Петрушевская в повести изображает мир, в котором человек не осознает ценности своей жизни и жизни других людей, даже самых близких. В этом произведении мы наблюдаем страшное состояние разъединенности, отчужденности близких людей: дети не нужны родителям, и наоборот. Так, Анна Андриановна пишет о своих детях: «Им не нужна была моя любовь. Вернее, без меня бы они сдохли, но при этом, лично я им мешала».
«Время ночь» - это и состояние безверия, мир без Бога. Религиозное начало в мировоззрении есть только у самой рассказчицы, да и то смутное, неопределенное. И только в конце дневника она просит у всех прощения и напрямую обращается к Богу: «Господи!!! Спаси и помилуй!» Такое состояние души вселяет мысли о безысходности, конце существования. «Жизнь моя кончена», - несколько раз заявляет Анна Андриановна. Подобные размышления бесконечно варьируются и становятся лейтмотивом всего повествования. «Как быстро все отцветает, как беспомощно смотреть на себя в зеркало! Ты-то ведь та же, а уже все»; «как лавина стала таять жизнь», - сожалеет рассказчица. «Била хвостом и извивалась в муках», - так образно она определяет свое положение в жизни. Кто виноват в этих бесконечных страданиях? Анна Андриановна находит самое простое объяснение: «О обманщица природа! О великая! Зачем-то ей нужны эти страдания, этот ужас, кровь, вонь, пот, слизь, судороги, любовь, насилие, боль, бессонные ночи, тяжелый труд, вроде чтобы все было хорошо! Ан нет, и все плохо опять».

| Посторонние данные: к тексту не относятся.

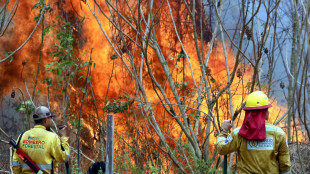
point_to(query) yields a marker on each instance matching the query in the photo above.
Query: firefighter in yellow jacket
(262, 148)
(42, 145)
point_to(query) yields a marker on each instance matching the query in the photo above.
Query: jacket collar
(40, 126)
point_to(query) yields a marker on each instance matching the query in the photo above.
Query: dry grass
(302, 162)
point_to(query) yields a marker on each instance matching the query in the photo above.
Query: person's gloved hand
(63, 132)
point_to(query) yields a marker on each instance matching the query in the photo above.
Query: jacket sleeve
(60, 149)
(17, 169)
(284, 156)
(226, 143)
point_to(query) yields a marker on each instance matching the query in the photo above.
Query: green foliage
(48, 81)
(119, 105)
(40, 4)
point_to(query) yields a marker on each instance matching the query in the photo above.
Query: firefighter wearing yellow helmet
(262, 147)
(41, 145)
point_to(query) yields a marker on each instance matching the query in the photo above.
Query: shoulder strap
(20, 137)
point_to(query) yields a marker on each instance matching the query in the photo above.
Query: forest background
(169, 70)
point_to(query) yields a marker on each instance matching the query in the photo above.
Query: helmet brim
(257, 108)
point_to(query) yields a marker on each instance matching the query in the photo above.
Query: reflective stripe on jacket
(43, 147)
(261, 156)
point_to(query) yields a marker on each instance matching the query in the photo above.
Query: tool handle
(12, 142)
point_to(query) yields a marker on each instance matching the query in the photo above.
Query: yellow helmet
(257, 100)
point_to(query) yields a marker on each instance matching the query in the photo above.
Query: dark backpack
(93, 169)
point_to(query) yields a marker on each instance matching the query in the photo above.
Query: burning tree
(171, 71)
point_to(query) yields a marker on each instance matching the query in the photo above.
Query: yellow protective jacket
(261, 156)
(42, 147)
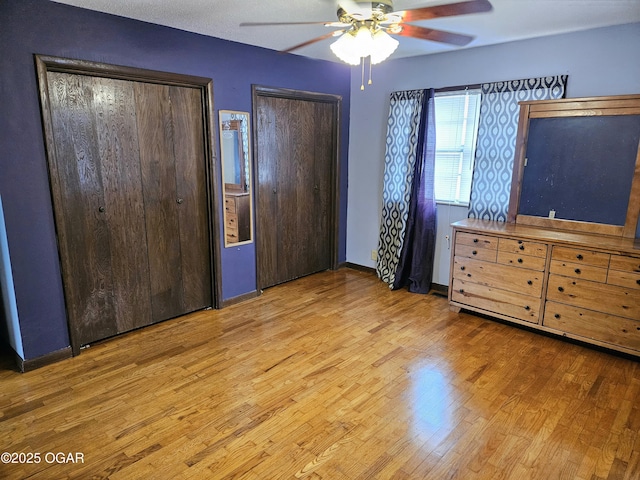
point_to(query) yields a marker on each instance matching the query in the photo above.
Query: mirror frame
(593, 106)
(238, 198)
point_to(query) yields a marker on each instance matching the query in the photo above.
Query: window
(456, 131)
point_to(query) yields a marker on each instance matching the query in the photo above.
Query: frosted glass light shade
(352, 46)
(345, 49)
(383, 46)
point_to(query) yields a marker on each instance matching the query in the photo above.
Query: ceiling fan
(365, 27)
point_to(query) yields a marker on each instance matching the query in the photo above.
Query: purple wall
(29, 27)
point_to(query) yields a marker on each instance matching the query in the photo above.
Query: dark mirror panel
(580, 168)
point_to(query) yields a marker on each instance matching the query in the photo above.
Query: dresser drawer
(521, 261)
(515, 305)
(230, 205)
(472, 251)
(611, 299)
(624, 279)
(522, 247)
(475, 240)
(593, 325)
(588, 272)
(625, 264)
(518, 280)
(584, 257)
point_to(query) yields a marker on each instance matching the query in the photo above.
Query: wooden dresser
(237, 217)
(578, 285)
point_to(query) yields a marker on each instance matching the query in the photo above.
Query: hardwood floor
(328, 377)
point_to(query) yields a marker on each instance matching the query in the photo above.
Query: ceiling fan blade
(431, 34)
(447, 10)
(314, 40)
(268, 24)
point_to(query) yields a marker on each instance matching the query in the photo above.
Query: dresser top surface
(595, 241)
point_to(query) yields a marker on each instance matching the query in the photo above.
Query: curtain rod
(476, 86)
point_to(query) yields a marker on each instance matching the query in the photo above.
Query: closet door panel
(292, 206)
(122, 183)
(155, 133)
(268, 150)
(322, 189)
(186, 110)
(83, 233)
(295, 158)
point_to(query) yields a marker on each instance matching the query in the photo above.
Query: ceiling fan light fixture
(364, 42)
(383, 46)
(345, 49)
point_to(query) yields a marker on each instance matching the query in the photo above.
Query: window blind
(456, 116)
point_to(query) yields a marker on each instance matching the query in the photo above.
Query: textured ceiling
(510, 20)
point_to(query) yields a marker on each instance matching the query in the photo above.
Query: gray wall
(601, 61)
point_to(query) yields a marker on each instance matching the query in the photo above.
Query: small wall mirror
(235, 151)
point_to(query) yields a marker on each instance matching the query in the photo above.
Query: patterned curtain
(496, 143)
(403, 135)
(415, 269)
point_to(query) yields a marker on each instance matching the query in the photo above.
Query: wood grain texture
(332, 376)
(158, 166)
(124, 204)
(296, 145)
(191, 192)
(77, 189)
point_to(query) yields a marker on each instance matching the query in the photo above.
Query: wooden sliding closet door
(296, 150)
(130, 201)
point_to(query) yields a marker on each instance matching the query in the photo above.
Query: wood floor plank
(332, 376)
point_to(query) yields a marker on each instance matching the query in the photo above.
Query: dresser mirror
(577, 165)
(235, 151)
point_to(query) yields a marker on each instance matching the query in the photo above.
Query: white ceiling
(510, 20)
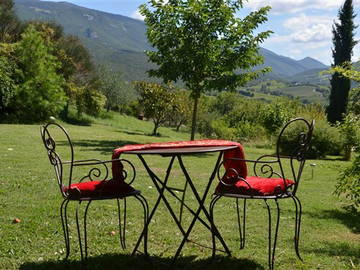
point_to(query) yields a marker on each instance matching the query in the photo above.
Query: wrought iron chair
(87, 189)
(269, 182)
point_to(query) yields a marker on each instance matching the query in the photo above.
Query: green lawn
(330, 238)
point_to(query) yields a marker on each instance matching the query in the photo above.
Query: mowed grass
(330, 237)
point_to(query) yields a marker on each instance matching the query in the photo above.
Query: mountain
(121, 40)
(311, 63)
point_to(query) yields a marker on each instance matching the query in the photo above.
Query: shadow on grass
(337, 249)
(349, 219)
(106, 147)
(121, 261)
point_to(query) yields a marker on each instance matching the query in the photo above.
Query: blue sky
(301, 27)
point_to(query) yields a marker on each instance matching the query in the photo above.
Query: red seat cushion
(258, 186)
(99, 189)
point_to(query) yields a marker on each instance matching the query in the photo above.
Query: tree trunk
(347, 154)
(194, 116)
(156, 125)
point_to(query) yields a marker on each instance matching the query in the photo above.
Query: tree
(9, 23)
(114, 88)
(7, 84)
(203, 44)
(349, 72)
(157, 101)
(343, 40)
(40, 92)
(181, 113)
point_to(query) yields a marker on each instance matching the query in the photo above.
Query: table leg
(161, 190)
(201, 206)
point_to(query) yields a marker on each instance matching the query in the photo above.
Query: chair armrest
(101, 171)
(261, 167)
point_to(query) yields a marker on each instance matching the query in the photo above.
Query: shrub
(349, 184)
(247, 131)
(350, 131)
(276, 115)
(221, 130)
(326, 140)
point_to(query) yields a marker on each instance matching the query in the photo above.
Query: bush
(349, 184)
(221, 130)
(246, 131)
(276, 115)
(326, 140)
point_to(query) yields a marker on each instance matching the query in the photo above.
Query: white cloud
(309, 29)
(136, 15)
(292, 6)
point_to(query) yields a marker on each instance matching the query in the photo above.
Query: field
(330, 237)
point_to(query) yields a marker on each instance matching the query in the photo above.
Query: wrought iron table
(161, 186)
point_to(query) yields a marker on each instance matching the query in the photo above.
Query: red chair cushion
(258, 186)
(99, 189)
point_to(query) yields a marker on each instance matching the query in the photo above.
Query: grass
(330, 237)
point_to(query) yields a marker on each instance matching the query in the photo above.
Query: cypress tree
(343, 42)
(9, 23)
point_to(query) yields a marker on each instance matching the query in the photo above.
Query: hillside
(121, 41)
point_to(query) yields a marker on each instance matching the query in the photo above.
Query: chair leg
(211, 213)
(144, 233)
(272, 247)
(78, 230)
(85, 230)
(182, 201)
(241, 222)
(65, 227)
(298, 211)
(83, 253)
(122, 228)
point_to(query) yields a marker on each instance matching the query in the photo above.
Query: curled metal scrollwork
(263, 168)
(99, 173)
(128, 171)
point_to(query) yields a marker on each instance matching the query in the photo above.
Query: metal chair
(94, 184)
(269, 182)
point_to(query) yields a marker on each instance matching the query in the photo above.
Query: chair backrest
(292, 146)
(47, 134)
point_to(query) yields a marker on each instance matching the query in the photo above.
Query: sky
(302, 28)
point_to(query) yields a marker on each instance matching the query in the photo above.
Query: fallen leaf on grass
(16, 220)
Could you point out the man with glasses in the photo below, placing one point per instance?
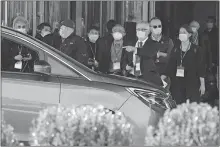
(144, 54)
(165, 44)
(70, 44)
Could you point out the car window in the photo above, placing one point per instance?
(17, 57)
(58, 68)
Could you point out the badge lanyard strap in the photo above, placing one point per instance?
(20, 49)
(182, 56)
(94, 53)
(117, 53)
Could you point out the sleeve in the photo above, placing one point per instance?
(100, 45)
(148, 52)
(171, 63)
(199, 62)
(81, 52)
(124, 59)
(170, 47)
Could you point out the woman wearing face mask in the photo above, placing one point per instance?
(186, 69)
(22, 59)
(110, 52)
(91, 42)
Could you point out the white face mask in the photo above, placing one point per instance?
(194, 29)
(117, 36)
(183, 37)
(141, 34)
(22, 30)
(64, 34)
(45, 33)
(93, 37)
(157, 31)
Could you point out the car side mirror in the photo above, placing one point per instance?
(42, 67)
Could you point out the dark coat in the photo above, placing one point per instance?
(214, 42)
(73, 46)
(104, 53)
(165, 45)
(10, 50)
(148, 55)
(92, 50)
(188, 86)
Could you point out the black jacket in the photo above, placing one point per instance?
(73, 46)
(147, 56)
(92, 49)
(165, 45)
(214, 43)
(104, 53)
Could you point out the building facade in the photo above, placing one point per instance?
(86, 13)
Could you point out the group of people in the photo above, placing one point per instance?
(181, 64)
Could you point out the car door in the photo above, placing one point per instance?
(25, 94)
(77, 90)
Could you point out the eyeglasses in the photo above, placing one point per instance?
(19, 27)
(159, 26)
(141, 29)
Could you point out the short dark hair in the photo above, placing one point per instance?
(93, 27)
(211, 19)
(188, 28)
(42, 25)
(110, 24)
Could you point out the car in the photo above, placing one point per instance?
(59, 79)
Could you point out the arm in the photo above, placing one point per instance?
(82, 52)
(164, 59)
(171, 63)
(148, 52)
(200, 63)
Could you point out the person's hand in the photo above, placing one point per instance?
(202, 89)
(18, 57)
(128, 68)
(130, 48)
(96, 63)
(27, 58)
(161, 54)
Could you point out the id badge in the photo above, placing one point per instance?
(138, 66)
(164, 84)
(18, 65)
(180, 71)
(116, 65)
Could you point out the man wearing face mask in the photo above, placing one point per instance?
(165, 45)
(71, 44)
(91, 41)
(144, 54)
(110, 52)
(44, 33)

В тексте рукописи Анны Андриановны часто отсутствуют причинно-следственные связи, логические объяснения поступков персонажей. Думается, это делается намеренно: с целью усиления ужаса восприятия описываемых событий. Этой же цели служит и неразработанность характеров повести. Одновременно можно заметить, что определенный схематизм персонажей делает их обобщенными, универсальными образами. Это применимо и к женским образам. Так, перед нами возникает, например, образ «невинной жертвы», в котором оказываются практически все герои повести. Например, Алена – жертва оставивших ее неверных мужчин. Сама Анна Андриановна – жертва бытовых обстоятельств и своих жизненных взглядов. Можно обозначить и более конкретные человеческие типы: мать семейства (Анна Андриановна и Алена как противоположности этого образа), проститутка (Алена).
Подобная схематичность предполагает также неоднозначность героев, различное понимание сущности их характеров. Например, кем на самом деле является Алена – глупой женщиной и плохой матерью? Или неудовлетворенной личностью, ищущей любви и понимания и потому страдающей? А может быть, это просто авантюристка, неуемная натура, жаждущая приключений? Мы не можем однозначно ответить на эти вопросы и дать объективную оценку героине.
Пожалуй, самым сложным персонажем повести является сама рассказчица. При чтении создалось о ней самое противоречивое впечатление. Это женщина, которая пожертвовала всем ради семьи, или неудачливая поэтесса – «графоманша» (по определению Алены), сделавшая несчастными своих детей? Вначале кажется, что истинным является первое определение. Однако за скупыми строками дневника проступает и «вторая натура» Анны Андриановны: психически неуравновешенная женщина, деспотичная личность, которая крадет и читает дневники своей дочери, подслушивает под дверью ее телефонные разговоры. Об этом она заявляет почти с гордостью: «Все новости были мои». Настораживает также негативное отношение Анны Андриановны практически ко всем остальным персонажам повести. Это проявляется в том, как она описывает их в своем дневнике. Например, муж одной знакомой – «с физиономией гориллы»; обознавшийся прохожий – «грязный, потный»; собственная мать – «кобра»; дочь – «грудастая крикливая тетка»; подруга дочери – «кузнец с усами»; муж дочери – «негодяй, подлец».при этом у нас возникает представление о «жизненном круге», повторяемости ситуаций и обстоятельств. Так, мать Анны Андриановны называла ее мужа «дармоедом» и «ловкачом».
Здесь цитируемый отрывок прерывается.